Eriogonum truncatum, the Mount Diablo buckwheat, is a small pink wildflower, believed to have been extinct since 1936 until its rediscovery in 2005. The species is only known to live on Mount Diablo in Contra Costa County, northern California.

Habitat

It has been found on the edge of chaparral but may be a refugee there, squeezed out of more open areas by exotics. Since its rediscovery seeds have been collected for controlled propagation and preservation.

Description

Mt. Diablo buckwheat is an annual plant growing between 150–750 millimetres (5.9 in–2 ft 5.5 in) high. It blooms with several dozen pinkish flowers, having a maroon line down the center of each petal. The flower stalks branch upward in a wishbone pattern, with flowers blooming at the joint and ends of the wishbone.

History

The first recorded sighting of Mt. Diablo buckwheat was by William H. Brewer, the first Chair of Agriculture at the Yale University Sheffield Scientific School. He was Principal Assistant for botany on the Josiah Whitney-led California Geological Survey from 1860-1864. Brewer first recorded the Mt. Diablo buckwheat at John Marsh's Rancho Los Meganos at the northeast corner of Mt. Diablo, on May 29, 1862. Marsh was the first American settler in Contra Costa County (the present-day San Francisco East Bay) and a proponent of increased American emigration. Approximately 4,000 acres (16 km²) of the Marsh Ranch have been preserved around Marsh's stone house in the new Cowell Ranch State Park. From 1862-1936 the Mount Diablo buckwheat was found just a handful of times, for a total of seven historic records.

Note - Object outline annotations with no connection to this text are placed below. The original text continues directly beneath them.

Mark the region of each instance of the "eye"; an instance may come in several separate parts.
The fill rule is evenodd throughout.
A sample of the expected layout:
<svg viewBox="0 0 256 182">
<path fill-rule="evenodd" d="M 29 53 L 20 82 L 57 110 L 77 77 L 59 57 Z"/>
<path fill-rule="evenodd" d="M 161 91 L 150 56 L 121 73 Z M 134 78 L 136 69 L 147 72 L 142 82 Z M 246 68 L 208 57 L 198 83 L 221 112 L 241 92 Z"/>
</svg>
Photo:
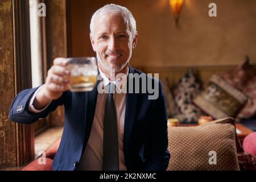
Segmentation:
<svg viewBox="0 0 256 182">
<path fill-rule="evenodd" d="M 106 35 L 101 35 L 99 38 L 99 39 L 106 39 L 107 38 L 108 38 L 108 37 Z"/>
<path fill-rule="evenodd" d="M 123 34 L 119 34 L 117 36 L 118 38 L 126 38 L 126 36 L 125 36 L 125 35 Z"/>
</svg>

In 1936 Mary Leolin Bowerman, a graduate student at the University of California, Berkeley and who later co-founded the Save Mount Diablo organization in 1971, recorded the last sighting of Mt. Diablo buckwheat. Bowerman made two of the seven historic records, on opposite sides of Mt. Diablo, Contra Costa County, California during her floristic study between 1930 and 1936. Her 1936 Ph.D. was followed in 1944 by publication of The Flowering Plants and Ferns of Mt. Diablo, California. Much of Mt. Diablo has been preserved in the years since Bowerman's study was completed, as well as areas where other buckwheat records were established. However, the eastern areas of the plant's range are threatened by development pressure.

Until 2005 numerous botanical survey trips were unsuccessful in locating the buckwheat.

Rediscovery

On May 10, 2005 Michael Park, a University of California, Berkeley graduate student, was conducting a floristic study on Mt. Diablo. While more thoroughly searching promising areas on the mountain that hadn't gotten enough attention, he realized he was surrounded by early blooming buckwheat. Once he realized that it was Mount Diablo buckwheat he was so shocked that: "I pretended it wasn't there and continued with my other work."

Media announcement

A week after the rediscovery, a collaboration of organizations including the California Department of Parks & Recreation, Save Mount Diablo, and the University of California at Berkeley announced the rediscovery of the Mt. Diablo buckwheat. Coming soon after the announcement of the potential rediscovery of the Ivory-billed woodpecker, the news traveled around the world in just a few days and appeared in thousands of media outlets including print, radio and television.

Propagation

Seeds were collected from wild plants in 2005. On June 7, 2006, members of the Mt. Diablo Buckwheat Working Group announced that the plant had survived and increased in the wild and that twelve plants had been propagated at the U.C. Botanical Garden at Berkeley. Seeds were again collected in the wild and from propagated plants in 2006 and 2007. 2006 seed yield from propagated plants included more than 40,000 seeds. 2007 seed yield from propagated plants included more than 145,000 seeds.

Restoration

The plant, an annual wildflower which dies after flowering and which is found at just one site, is still considered critically threatened. In December 2007 the Working Group seeded additional plots near the wild site.